I have a model, made up of a CNN, RNN, and Output layer. The data I have is a image and the transcription of it. The transcription is padded to a length of 9 characters. For the CTC loss I followed the keras ocr example code so its like this:
class CTCLayer(layers.Layer):
def __init__(self, name=None):
super().__init__(name=name)
self.loss_fn = keras.backend.ctc_batch_cost
def call(self, y_true, y_pred):
batch_len = tf.cast(tf.shape(y_true)[0], dtype="int64")
input_length = tf.cast(tf.shape(y_pred)[1], dtype="int64")
label_length = tf.cast(tf.shape(y_true)[1], dtype="int64")
input_length = input_length * tf.ones(shape=(batch_len, 1), dtype="int64")
label_length = label_length * tf.ones(shape=(batch_len, 1), dtype="int64")
loss = self.loss_fn(y_true, y_pred, input_length, label_length)
self.add_loss(loss)
return y_pred
Now here is how I immplimented it:
#l is the number possible of classes / characters
labels = layers.Input(shape=(9,), dtype="float32")

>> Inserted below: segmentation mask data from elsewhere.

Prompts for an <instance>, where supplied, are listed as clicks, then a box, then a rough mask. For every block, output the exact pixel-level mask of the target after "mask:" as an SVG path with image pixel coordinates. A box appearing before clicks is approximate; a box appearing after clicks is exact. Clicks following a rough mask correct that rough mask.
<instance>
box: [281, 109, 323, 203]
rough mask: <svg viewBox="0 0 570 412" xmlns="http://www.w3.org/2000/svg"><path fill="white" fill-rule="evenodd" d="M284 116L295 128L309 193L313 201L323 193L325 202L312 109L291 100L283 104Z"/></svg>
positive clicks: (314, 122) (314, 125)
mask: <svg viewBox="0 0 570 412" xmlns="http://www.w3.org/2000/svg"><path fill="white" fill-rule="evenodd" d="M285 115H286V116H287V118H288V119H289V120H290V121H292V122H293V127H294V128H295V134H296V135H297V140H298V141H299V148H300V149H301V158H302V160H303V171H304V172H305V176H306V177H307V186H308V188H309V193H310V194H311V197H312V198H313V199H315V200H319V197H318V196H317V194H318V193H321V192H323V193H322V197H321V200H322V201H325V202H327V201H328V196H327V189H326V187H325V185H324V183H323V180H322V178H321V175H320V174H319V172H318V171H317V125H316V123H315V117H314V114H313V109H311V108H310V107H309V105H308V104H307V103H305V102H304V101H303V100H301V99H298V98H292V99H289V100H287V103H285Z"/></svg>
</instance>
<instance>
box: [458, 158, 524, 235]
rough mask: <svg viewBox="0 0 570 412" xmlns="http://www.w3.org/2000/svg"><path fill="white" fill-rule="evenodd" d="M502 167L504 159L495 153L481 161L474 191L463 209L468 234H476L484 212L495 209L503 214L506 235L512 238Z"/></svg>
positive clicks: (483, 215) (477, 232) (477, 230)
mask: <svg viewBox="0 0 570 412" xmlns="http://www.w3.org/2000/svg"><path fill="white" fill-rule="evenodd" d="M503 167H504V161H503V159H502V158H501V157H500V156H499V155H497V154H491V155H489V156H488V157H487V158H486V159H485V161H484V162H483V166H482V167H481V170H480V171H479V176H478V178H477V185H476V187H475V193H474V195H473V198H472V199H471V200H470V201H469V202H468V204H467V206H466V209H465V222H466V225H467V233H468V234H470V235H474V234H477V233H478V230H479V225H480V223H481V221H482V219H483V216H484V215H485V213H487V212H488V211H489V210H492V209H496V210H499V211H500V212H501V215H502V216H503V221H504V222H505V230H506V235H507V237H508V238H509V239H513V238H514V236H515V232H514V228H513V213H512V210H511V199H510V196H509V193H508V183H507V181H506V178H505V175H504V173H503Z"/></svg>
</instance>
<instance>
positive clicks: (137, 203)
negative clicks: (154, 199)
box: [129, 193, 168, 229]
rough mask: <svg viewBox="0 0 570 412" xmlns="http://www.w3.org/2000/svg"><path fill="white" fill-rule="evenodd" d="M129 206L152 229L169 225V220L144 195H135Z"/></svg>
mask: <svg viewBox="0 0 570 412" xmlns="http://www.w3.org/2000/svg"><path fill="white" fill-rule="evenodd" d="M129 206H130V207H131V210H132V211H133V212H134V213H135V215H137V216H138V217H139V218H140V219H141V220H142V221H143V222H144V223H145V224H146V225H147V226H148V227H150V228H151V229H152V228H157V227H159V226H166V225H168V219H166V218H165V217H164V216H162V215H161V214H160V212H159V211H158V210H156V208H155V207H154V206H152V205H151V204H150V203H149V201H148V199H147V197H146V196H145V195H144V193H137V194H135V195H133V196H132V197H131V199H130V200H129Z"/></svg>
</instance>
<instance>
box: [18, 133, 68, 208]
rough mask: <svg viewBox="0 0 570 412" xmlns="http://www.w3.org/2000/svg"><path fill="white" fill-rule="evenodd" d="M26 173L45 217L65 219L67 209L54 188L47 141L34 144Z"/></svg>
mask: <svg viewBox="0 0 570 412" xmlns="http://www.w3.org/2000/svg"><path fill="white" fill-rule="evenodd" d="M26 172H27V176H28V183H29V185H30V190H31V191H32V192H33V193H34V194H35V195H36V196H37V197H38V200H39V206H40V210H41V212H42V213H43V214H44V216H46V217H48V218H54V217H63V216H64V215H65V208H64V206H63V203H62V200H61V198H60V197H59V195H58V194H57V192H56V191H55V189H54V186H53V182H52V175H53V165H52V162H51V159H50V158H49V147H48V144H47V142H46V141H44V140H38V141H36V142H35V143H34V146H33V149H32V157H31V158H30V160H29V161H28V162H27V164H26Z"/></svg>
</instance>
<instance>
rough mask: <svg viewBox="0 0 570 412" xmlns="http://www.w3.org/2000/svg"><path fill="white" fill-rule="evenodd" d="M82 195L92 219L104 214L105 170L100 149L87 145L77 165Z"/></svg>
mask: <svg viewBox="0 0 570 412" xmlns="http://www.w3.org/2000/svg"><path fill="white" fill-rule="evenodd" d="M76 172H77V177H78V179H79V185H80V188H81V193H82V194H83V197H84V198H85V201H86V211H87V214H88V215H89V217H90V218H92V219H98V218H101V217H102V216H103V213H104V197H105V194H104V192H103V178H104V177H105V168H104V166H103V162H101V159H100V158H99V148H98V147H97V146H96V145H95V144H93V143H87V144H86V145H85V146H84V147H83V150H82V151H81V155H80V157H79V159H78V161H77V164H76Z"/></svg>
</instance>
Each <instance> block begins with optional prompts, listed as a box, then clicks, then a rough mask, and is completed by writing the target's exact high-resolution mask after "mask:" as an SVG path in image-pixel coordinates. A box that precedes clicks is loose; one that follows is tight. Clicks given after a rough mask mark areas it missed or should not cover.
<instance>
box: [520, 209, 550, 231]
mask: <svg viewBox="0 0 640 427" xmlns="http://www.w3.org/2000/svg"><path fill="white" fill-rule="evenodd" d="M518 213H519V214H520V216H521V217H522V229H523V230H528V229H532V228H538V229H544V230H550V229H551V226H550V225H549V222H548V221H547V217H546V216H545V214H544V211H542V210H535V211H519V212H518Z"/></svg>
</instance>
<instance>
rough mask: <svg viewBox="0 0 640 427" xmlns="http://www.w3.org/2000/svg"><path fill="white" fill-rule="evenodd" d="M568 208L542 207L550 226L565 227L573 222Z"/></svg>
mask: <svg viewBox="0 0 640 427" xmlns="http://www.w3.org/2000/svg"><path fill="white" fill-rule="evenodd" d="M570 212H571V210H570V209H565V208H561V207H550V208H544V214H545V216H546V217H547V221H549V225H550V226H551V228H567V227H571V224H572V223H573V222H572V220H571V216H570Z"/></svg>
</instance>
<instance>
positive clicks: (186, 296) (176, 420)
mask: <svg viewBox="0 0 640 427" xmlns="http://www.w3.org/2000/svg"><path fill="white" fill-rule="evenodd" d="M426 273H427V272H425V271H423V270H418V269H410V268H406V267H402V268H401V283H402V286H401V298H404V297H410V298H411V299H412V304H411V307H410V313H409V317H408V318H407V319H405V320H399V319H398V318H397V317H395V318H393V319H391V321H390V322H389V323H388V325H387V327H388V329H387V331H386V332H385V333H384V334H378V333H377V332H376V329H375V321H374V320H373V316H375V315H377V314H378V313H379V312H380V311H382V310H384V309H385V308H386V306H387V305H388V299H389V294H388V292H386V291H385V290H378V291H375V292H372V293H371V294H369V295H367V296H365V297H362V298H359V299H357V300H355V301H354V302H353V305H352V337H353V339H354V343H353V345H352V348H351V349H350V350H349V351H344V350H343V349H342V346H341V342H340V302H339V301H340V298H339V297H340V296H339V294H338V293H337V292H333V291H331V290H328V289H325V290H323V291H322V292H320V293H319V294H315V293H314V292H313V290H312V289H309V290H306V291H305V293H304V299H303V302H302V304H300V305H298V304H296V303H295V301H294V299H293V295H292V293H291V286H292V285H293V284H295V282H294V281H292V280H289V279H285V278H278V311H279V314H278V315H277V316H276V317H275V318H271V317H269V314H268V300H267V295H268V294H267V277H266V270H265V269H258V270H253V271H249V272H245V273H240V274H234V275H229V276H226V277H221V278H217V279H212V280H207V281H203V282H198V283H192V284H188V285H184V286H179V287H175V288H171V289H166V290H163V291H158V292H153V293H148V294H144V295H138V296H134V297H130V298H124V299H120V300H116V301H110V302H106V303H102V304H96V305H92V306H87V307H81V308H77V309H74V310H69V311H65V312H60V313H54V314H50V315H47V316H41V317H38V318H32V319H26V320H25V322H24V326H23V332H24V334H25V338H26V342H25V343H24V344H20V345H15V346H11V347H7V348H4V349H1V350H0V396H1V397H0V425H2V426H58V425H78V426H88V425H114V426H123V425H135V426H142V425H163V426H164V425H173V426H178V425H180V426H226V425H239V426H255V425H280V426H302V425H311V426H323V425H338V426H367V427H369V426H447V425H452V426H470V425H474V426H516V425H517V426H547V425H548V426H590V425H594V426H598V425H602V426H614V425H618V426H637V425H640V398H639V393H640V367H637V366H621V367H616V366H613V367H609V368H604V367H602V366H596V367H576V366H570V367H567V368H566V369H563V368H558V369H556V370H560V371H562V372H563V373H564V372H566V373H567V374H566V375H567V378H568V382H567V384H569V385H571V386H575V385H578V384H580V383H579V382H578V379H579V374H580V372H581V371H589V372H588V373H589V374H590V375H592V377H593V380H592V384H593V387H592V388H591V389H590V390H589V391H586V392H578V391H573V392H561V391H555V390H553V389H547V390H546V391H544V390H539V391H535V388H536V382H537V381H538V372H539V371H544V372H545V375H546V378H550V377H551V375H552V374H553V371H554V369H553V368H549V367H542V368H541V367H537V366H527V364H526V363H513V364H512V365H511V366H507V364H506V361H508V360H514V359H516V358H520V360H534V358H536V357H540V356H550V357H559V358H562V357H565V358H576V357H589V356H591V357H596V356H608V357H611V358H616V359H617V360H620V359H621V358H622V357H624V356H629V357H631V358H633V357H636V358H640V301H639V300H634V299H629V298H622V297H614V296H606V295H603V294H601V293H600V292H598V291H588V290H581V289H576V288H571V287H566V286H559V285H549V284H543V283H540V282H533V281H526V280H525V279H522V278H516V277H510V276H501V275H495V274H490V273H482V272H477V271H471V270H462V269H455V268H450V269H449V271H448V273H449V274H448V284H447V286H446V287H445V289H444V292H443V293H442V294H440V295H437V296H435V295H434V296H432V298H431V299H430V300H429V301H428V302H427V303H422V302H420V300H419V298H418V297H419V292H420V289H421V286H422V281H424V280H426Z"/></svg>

outputs = layers.Dense(l+1, activation='softmax',name='output')(lstm)
output = CTCLayer()(labels,outputs)
model = Model(inputs = [input_layer,labels],outputs=output)
model = model.compile(optimizer = optimizers.Adam(0.01))
model.fit([x_train,y_train],y_train,validation_split = 0.2, epochs = 100)
Once running model.fit something weird started happening, I got a inf training loss but a validation loss which was at around 20. I looked at what may be causing it and came across this post. The accepted answer stated the following:
It's definitely the sequence length of the input that causes the problem. Apparently, the sequence length should be a bit greater than the ground truth length.
What does this mean and how would I need to change my code in order to solve the issue I am having?